RELEASE: Bill to Raise Fees on Vending Machines Trounced Tuesday in State House, 20-76

Bill to Raise Fees on Vending Machines Trounced Tuesday in State House, 20-76

OKLAHOMA CITY (2 May 2017) – The Oklahoma House of Representatives soundly defeated a measure Tuesday that would have increased decal fees on all coin-operated machines by 50%.

For example, on coin-operated music/amusement devices the fee would have been raised from $75 to $112.50; on vending machines that require a coin or other thing of value (such as a bill of some denomination), the fee would have been increased from $75 to $100. For a coin-operated bulk vending device that dispenses one or more products through six or more distribution mechanisms, the decal fee would have been increased from $15 to $22.50.

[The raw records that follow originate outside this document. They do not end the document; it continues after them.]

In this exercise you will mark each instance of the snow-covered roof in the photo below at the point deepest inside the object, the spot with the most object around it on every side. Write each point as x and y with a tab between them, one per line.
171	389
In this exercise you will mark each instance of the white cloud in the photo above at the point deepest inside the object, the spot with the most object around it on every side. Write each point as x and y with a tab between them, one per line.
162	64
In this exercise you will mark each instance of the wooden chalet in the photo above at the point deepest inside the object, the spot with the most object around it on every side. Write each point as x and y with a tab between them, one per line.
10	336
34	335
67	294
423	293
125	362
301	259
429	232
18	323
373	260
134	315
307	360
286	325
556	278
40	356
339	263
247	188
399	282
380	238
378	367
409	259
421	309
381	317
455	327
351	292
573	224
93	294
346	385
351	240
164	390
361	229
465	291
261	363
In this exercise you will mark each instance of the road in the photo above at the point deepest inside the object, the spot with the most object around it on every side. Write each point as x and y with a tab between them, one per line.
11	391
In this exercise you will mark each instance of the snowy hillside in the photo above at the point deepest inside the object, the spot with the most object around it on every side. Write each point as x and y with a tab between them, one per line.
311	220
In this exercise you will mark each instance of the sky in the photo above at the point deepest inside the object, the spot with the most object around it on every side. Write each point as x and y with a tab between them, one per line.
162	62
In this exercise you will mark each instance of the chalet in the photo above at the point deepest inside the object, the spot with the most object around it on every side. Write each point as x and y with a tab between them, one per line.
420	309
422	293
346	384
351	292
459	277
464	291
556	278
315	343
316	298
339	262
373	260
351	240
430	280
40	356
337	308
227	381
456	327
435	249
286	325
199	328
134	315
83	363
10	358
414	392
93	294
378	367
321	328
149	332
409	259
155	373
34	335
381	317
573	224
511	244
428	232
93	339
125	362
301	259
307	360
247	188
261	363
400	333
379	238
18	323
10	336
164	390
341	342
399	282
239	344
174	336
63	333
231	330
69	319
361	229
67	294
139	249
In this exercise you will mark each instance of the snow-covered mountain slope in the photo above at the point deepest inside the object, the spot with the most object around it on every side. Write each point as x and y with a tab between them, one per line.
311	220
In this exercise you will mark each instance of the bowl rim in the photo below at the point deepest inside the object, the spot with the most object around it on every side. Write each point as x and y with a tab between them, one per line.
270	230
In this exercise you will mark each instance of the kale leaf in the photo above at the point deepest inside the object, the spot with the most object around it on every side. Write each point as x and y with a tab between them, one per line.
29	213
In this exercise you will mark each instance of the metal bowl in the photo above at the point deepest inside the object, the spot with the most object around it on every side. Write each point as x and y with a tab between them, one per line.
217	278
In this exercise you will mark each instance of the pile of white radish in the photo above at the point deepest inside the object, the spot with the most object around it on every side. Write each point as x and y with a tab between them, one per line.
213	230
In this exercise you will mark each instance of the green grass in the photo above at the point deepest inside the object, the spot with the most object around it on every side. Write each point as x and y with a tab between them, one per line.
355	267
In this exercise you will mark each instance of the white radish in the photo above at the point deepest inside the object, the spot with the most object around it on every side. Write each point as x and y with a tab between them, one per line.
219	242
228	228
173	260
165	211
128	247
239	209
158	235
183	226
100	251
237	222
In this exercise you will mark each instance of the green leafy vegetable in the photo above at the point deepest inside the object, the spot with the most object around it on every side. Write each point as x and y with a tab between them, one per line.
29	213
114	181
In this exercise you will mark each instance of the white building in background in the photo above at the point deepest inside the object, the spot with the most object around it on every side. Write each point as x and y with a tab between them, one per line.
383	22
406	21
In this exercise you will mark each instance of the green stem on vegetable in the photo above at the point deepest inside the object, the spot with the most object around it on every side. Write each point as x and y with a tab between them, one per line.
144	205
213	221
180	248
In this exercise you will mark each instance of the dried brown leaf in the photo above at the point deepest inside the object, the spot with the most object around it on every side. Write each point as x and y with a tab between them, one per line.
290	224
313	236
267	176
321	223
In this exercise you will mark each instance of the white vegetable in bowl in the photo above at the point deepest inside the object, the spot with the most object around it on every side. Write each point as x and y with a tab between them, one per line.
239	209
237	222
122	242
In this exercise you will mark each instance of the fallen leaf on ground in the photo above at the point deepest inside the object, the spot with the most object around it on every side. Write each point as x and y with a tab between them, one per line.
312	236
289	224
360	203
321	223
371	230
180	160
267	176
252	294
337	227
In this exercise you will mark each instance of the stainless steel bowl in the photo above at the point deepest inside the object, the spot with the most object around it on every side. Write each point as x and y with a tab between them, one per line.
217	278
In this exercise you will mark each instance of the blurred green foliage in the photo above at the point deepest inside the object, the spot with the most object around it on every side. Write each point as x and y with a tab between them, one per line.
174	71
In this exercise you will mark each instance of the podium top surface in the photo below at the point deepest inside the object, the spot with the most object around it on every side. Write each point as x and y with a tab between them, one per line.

House Bill 2359 would have generated an extra $1.28 million for the state treasury, the Oklahoma Tax Commission calculated.

Among the legislators debating against the proposal was Democrat Rep. Forrest Bennett, a first-term lawmaker whose district includes midtown, downtown, and southside Oklahoma City.

He told his colleagues that he received an email from a constituent who is in one of Oklahoma’s seven veterans’ centers, asking him to refrain from raising the fees on vending machines.

Although the state’s vending machine fees aren’t imposed directly on the users, they typically get “passed on” to the consumer, Bennett noted. So his constituent “is asking us to not raise the cost of the Twinkies and the pretzels and the other things in the vending machines.”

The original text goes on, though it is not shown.